In your problem, linear model with small data set, it seems that they are quite similar, and statistical linear model may be more suitable than data mining.
Their particular emphases are slightly different. Generally speaking, statistics is more based on probability, distribution and hypothesis tests. To get some theoretical proof results, statistics has more assumptions and tends to a simpler model form. On the other hand, data mining is more focus on optimizing the result performance of data set. Not emphasizing the mathematical assumptions and proof too much, it tends to use complex structure and model averaging.
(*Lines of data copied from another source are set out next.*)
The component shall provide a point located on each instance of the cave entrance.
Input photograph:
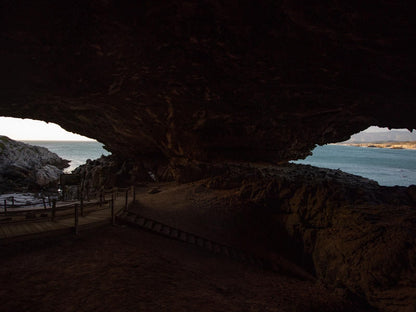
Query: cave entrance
(386, 156)
(70, 146)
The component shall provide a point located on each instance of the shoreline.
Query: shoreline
(410, 145)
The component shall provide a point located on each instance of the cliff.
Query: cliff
(23, 166)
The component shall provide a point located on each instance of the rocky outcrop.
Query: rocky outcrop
(23, 166)
(208, 81)
(349, 231)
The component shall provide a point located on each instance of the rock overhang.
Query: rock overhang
(208, 81)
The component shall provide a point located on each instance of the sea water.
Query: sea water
(388, 167)
(76, 151)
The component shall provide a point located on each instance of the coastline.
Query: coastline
(411, 145)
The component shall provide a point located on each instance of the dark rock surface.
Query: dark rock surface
(205, 80)
(26, 167)
(351, 232)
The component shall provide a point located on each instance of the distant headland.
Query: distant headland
(390, 144)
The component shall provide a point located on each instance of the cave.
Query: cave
(212, 89)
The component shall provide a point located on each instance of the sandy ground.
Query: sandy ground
(126, 269)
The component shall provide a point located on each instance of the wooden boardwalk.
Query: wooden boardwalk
(18, 231)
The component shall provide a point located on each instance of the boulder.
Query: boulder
(23, 166)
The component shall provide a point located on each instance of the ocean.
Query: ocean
(386, 166)
(76, 151)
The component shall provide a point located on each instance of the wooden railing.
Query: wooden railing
(55, 208)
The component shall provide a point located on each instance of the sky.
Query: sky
(28, 129)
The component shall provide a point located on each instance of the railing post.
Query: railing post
(82, 203)
(113, 218)
(53, 209)
(134, 193)
(76, 220)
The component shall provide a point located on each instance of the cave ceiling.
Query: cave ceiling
(210, 80)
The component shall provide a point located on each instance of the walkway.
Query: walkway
(30, 229)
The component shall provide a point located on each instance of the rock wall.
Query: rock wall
(349, 231)
(23, 166)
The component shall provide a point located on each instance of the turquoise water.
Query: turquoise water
(386, 166)
(76, 151)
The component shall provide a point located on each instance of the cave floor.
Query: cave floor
(126, 269)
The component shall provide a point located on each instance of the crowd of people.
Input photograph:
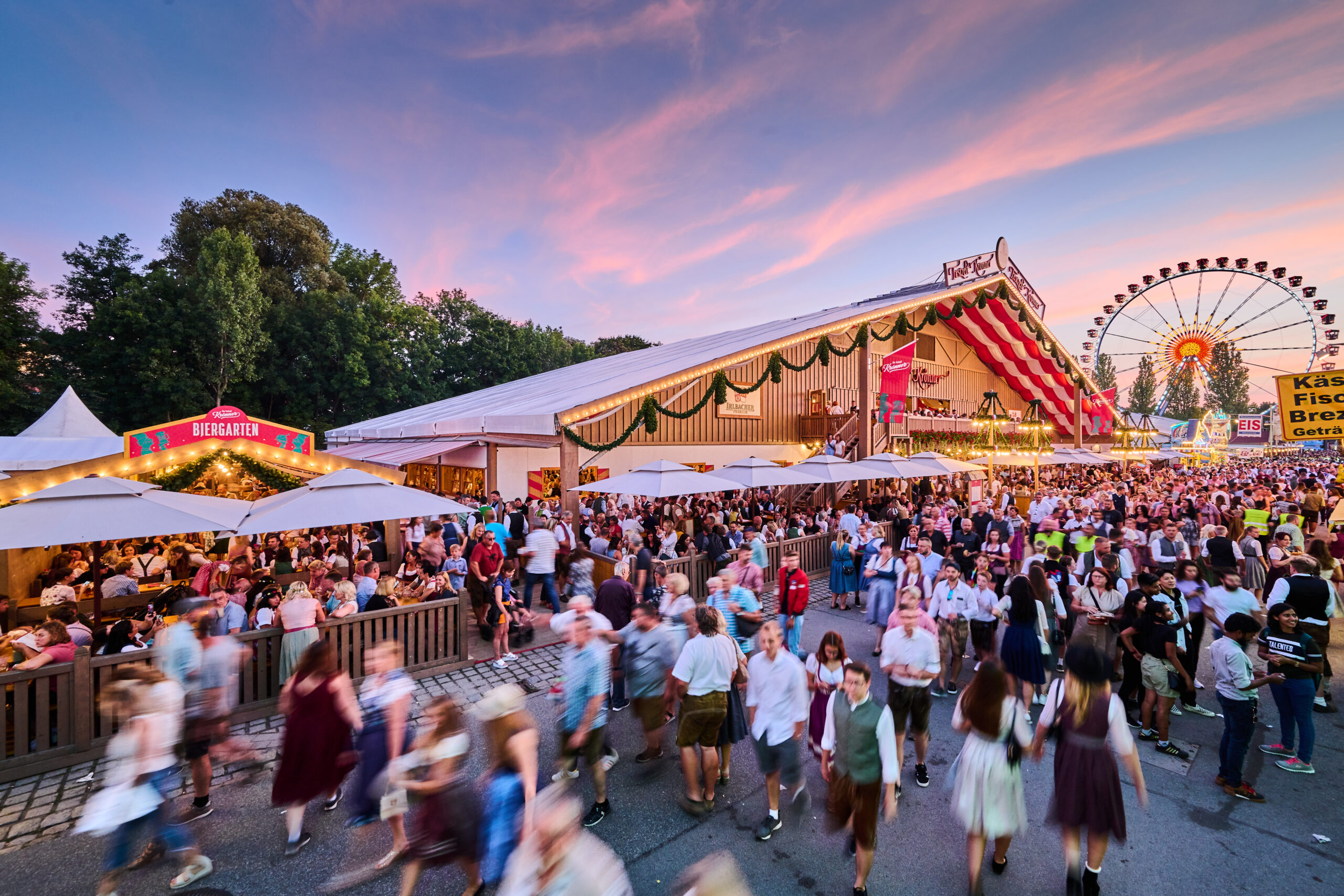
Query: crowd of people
(1079, 605)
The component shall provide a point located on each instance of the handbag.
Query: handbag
(1014, 749)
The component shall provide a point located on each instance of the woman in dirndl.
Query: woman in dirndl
(449, 813)
(826, 673)
(299, 616)
(1090, 723)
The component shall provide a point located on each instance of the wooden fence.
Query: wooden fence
(53, 715)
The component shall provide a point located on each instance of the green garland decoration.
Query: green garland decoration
(718, 388)
(187, 473)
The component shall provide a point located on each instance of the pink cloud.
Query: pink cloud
(667, 22)
(1240, 81)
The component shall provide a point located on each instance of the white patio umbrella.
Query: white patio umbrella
(660, 480)
(944, 464)
(105, 508)
(753, 472)
(343, 498)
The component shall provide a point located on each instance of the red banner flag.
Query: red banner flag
(896, 383)
(1100, 414)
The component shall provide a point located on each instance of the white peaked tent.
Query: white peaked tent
(68, 433)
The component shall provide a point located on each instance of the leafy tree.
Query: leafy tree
(1183, 395)
(618, 344)
(227, 309)
(1229, 381)
(99, 273)
(1105, 374)
(293, 249)
(1143, 392)
(23, 347)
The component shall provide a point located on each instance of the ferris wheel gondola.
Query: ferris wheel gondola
(1180, 316)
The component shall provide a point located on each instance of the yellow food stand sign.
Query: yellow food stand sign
(1311, 406)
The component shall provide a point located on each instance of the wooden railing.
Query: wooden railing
(53, 715)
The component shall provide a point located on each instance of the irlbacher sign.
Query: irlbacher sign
(224, 424)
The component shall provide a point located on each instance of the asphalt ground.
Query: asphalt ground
(1193, 839)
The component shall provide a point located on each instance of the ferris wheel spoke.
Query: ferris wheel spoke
(1179, 313)
(1230, 279)
(1242, 305)
(1258, 316)
(1275, 330)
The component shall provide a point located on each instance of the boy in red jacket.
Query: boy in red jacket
(793, 601)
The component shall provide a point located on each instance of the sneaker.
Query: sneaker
(596, 815)
(1278, 750)
(1172, 750)
(768, 827)
(295, 848)
(1245, 792)
(195, 813)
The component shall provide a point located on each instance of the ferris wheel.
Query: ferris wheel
(1178, 318)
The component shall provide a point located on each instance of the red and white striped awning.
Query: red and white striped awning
(1015, 355)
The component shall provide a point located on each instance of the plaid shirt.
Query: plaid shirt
(588, 673)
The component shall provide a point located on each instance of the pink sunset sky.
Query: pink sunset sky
(683, 167)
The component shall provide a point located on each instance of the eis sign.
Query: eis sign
(221, 424)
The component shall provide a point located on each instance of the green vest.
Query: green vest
(857, 741)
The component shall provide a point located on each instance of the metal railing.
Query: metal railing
(53, 715)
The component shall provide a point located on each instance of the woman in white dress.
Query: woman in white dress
(987, 793)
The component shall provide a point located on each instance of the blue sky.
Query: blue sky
(685, 166)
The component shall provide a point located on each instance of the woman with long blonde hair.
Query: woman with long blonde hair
(299, 614)
(1086, 715)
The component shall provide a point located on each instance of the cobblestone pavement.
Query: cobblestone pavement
(46, 806)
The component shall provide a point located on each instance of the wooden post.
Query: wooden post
(865, 413)
(569, 476)
(1078, 417)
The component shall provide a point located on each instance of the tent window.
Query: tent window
(927, 349)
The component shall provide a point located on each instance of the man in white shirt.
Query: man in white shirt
(1229, 598)
(910, 661)
(859, 765)
(702, 678)
(951, 599)
(777, 714)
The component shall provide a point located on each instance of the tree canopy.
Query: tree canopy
(253, 303)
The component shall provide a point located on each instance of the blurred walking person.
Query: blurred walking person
(1090, 723)
(320, 711)
(777, 715)
(511, 781)
(449, 813)
(987, 793)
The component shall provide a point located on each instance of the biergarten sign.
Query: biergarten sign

Usually, no model can guarantee always more suitable (or say outperforming) than the other models in data mining consistently by mathematical proof (before try to apply to the data set). Different models and different parameters will be tried to the data set and compared by performance (like cross-validation). So we can see lots of hypothesis test to validate the statistical models while data mining will usually only compare about the testing error (prediction performance).
In the linear model, we can see there are several classic assumptions. And we use hypothesis and residuals plot etc to validate the model, which is suitable for small data. For big data, it is difficult for us to read in a mess plot and some hypothesis are not convincing. For example, Shapiro-Wilk Normality Test will nearly always reject Normality because that statistic is function of N.
With Big data and computational machine learning, not only more variables but also more complex structure even the same variables can we use, like splines, penalized regression, etc. Moreover, we can use bootstrapping to get a larger sample, and do model averaging. In these cases, the classic statistic hypothesis test or model selection like AIC/BIC are not valid, because we can not even strictly find the likelihood or parameters based on different kinds of models. So data mining is more focus on how to tune the model to get a good performance.